那种富于人情味的超脱与悲悯,是对在尘世的权欲中翻滚的人们最好、最有效的安慰——灵魂的镇定剂,而她形于外的理智冷淡,则天然的引爆了男人的劣根性,激起了男人本能的征服欲与占有欲。
征服欲与占有欲?
奇也怪哉,从他的手上过过了多少的美人才女,今天他怎的会对一个刚见第一面的皇帝的妃子就兴起了这末多的念头啊,难道是太久没有犒劳自己的缘故?寿王自失一笑,匆匆掐断了自己的思绪。

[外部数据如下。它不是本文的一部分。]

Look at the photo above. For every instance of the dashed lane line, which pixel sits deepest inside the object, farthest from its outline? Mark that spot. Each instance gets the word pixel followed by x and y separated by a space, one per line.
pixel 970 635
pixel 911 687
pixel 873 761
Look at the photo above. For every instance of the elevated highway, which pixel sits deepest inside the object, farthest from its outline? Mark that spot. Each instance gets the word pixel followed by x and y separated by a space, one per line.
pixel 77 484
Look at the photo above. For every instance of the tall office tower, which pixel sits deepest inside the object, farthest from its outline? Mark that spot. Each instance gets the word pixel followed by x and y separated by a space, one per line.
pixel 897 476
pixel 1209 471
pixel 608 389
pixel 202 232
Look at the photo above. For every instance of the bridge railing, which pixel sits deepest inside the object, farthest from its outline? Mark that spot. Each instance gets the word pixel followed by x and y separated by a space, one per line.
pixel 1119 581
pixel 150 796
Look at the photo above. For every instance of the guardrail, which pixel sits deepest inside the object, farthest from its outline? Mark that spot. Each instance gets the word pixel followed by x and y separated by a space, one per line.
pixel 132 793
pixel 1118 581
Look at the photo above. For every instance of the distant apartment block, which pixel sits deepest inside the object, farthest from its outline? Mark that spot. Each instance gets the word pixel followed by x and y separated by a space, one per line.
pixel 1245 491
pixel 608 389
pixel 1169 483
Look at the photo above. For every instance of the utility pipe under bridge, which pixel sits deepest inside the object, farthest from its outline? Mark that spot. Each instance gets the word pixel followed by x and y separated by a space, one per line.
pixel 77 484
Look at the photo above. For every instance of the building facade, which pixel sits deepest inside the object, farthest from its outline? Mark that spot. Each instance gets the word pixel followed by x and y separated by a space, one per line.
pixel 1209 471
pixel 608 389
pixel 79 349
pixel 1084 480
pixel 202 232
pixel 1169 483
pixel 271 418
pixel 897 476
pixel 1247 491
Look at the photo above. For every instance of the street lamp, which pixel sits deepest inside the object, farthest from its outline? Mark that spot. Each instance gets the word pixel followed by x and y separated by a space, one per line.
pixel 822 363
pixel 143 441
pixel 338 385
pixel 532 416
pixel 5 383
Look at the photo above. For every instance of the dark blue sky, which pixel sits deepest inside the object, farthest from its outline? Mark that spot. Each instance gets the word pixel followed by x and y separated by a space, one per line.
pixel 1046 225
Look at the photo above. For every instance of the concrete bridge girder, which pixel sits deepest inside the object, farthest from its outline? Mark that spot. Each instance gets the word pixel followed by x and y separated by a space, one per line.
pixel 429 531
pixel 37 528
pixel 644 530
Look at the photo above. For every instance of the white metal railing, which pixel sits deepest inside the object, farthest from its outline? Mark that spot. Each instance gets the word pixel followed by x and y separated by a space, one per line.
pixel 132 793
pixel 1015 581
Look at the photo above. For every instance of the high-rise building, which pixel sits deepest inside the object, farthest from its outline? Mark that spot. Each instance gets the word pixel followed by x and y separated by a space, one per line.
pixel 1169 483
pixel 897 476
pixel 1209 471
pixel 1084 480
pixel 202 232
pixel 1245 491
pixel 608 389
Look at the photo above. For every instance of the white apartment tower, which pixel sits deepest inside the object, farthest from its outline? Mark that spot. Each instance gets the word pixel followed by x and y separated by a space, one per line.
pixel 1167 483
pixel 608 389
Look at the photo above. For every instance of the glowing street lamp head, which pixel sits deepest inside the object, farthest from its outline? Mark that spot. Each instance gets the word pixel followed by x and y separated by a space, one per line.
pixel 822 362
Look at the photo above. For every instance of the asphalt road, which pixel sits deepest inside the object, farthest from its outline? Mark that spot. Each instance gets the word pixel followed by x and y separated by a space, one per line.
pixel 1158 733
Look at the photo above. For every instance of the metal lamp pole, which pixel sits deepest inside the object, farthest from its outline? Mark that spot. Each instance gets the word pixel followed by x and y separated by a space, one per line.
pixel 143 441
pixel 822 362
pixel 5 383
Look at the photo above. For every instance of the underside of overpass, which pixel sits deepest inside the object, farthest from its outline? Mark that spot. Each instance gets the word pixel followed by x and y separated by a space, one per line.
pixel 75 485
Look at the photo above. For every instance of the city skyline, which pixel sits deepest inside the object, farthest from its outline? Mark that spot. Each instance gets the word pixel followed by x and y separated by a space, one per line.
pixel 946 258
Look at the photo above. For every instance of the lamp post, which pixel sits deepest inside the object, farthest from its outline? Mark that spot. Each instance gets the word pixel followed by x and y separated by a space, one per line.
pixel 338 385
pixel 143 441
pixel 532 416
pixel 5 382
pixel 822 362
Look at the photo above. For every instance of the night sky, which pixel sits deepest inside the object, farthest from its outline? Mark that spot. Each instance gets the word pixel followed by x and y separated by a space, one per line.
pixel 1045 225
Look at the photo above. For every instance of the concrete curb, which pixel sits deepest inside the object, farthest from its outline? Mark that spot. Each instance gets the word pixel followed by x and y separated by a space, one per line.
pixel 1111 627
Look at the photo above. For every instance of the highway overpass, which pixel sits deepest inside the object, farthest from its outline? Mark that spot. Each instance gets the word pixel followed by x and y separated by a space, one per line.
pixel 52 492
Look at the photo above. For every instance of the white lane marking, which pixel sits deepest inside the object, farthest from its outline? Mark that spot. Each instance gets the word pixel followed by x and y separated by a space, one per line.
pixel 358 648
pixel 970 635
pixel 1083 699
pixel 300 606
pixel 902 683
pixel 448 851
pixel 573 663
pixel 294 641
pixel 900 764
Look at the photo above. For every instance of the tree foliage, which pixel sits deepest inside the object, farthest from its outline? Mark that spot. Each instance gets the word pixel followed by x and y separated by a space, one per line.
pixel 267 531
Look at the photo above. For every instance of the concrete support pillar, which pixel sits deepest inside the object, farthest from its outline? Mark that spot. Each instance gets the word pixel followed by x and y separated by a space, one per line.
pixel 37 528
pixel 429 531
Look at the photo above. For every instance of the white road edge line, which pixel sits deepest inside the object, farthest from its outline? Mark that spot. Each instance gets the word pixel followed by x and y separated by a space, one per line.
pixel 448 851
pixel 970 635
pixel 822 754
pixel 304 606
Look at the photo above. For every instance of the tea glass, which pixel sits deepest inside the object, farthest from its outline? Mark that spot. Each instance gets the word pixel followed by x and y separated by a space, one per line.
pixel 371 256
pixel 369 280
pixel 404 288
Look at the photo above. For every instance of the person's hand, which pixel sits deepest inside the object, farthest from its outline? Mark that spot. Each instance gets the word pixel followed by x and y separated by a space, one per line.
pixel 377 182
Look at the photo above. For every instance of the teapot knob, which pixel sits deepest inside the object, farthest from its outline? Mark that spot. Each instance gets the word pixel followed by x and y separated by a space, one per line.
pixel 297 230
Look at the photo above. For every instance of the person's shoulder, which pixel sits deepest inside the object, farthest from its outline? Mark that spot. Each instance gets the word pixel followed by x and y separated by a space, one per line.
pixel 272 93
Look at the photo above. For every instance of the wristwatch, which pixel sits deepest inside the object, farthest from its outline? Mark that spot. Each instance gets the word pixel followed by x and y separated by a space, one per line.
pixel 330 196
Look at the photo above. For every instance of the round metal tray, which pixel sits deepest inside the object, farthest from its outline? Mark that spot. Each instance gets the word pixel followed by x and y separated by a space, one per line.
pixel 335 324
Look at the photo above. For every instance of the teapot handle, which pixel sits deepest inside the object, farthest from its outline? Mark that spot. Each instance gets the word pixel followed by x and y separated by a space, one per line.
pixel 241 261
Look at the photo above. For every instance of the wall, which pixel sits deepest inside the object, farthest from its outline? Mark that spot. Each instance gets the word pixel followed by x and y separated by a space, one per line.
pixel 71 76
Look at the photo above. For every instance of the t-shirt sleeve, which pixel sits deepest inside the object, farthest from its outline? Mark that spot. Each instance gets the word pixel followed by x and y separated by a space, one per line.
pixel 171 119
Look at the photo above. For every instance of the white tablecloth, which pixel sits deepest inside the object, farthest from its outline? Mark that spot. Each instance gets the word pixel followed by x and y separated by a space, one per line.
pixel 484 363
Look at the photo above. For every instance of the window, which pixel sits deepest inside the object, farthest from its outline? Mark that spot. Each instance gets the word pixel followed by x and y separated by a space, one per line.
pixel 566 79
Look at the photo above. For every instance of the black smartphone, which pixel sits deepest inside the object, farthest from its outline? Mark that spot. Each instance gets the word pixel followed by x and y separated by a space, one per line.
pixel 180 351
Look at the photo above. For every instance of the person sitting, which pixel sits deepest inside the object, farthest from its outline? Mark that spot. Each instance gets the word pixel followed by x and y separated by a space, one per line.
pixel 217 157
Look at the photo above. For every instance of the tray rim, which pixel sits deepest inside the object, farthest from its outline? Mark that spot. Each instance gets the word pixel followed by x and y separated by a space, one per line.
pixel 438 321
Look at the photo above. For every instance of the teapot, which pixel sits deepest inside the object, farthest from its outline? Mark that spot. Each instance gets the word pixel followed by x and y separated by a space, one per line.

在寿王不动声色的打量曾芫若的同时,另有一双眼睛,也在克制而柔情的凝望着她。
从她出现在视线中的那一刻起,苏彦如就控制不住地、贪馋的看着她,虽则他的理智,在不住地发出警示的长鸣。
他看着她,穿过汹涌的人潮,穿过迷蒙的夜,像一首小令,从一则美丽的爱情典故里,从一首古老的爱情歌谣里,向他有韵的走来。
心,也在霎时间柔软,缠绵,如丝如缕。
忍受着嫉妒与痛苦的啃食,他看着她踏上台阶,走向了离皇帝最近的,那个位置。
就在这时,她忽然抬眼,看向了他,但闪电般的,又转开了去。那瞬间的对视,立刻就被夜间的风,无情的拂去了,不留一丝痕迹,仿若从未发生,但那一眼也足以让他明白,让他看清,那眼中无法负荷的痛苦与深情。疼痛,瞬时从心脏弥漫全身。
他记起了那夜,那个她封妃的前夜,她像个神秘而天真的小仙子,于他无知无觉间,降落在了他冷清而昏黑的内室。
她涨红了脸,用着她那颤抖的手,挑开自己的衣襟,就那样的,用她那双神情不堪负荷的眼睛看着她,祈求的,热烈的,痛苦的看着她。
那眼睛,温润而黝黑,仿佛随时会绽放最迷人的笑靥,又像随时会流下最最晶莹的泪滴;
那眼睛,饱含着满满的爱意和磐石般的献祭于他的决心,而她自己纯洁的身躯,就是她呈放在他们爱情祭坛上最无可置疑也是最为诱人的祭品。
不可抗拒的诱惑
不堪负荷的深情
毁灭的快乐,却也是毁灭的绝望,积毁销骨,镂骨铭心。
那夜,是他们彼此心目中认定的新婚之夜,但是却没有人,为他们唱起那只“桃之夭夭,灼灼其华。子之于归,宜室宜家”的歌。那纯然而美好的祝福,他们没有。
长川雁渡,影带沉晖;水屋轮翻,沙堤桥断;凫漂浦口,树夹门津;春萝络绎,野筱萦篱。樵子负薪兮危峰,渔夫横舟乎野渡。而她与他,则在这样的境地里,满怀喜悦,满心安详,倚楼听满川风雨伴潮生,携手共几度斜阳近黄昏。那是生的极致,爱的极致。但是他们,还不曾如此心意单纯的奢望,便告夭折。
他也知天若有情天亦老,他亦读过“天地不仁,”,但为什么,偏偏,苍天却选中了他们的爱情,作为苍天彰显他无情的战利品?
冰刀霜剑,不是梅花,何敢素标冷艳?
孤光残照,拟把疏狂,我要强求一醉。
好吧,既然天地不仁,那就且让他试试,他一个肉体凡胎的人,能不能从苍天手中,夺回他那仅有的幸福,就且让他看看,他能不能扼住,这可诅咒的命运!
苏彦如紧紧地抓住了手中的酒杯,暗暗下定了决心。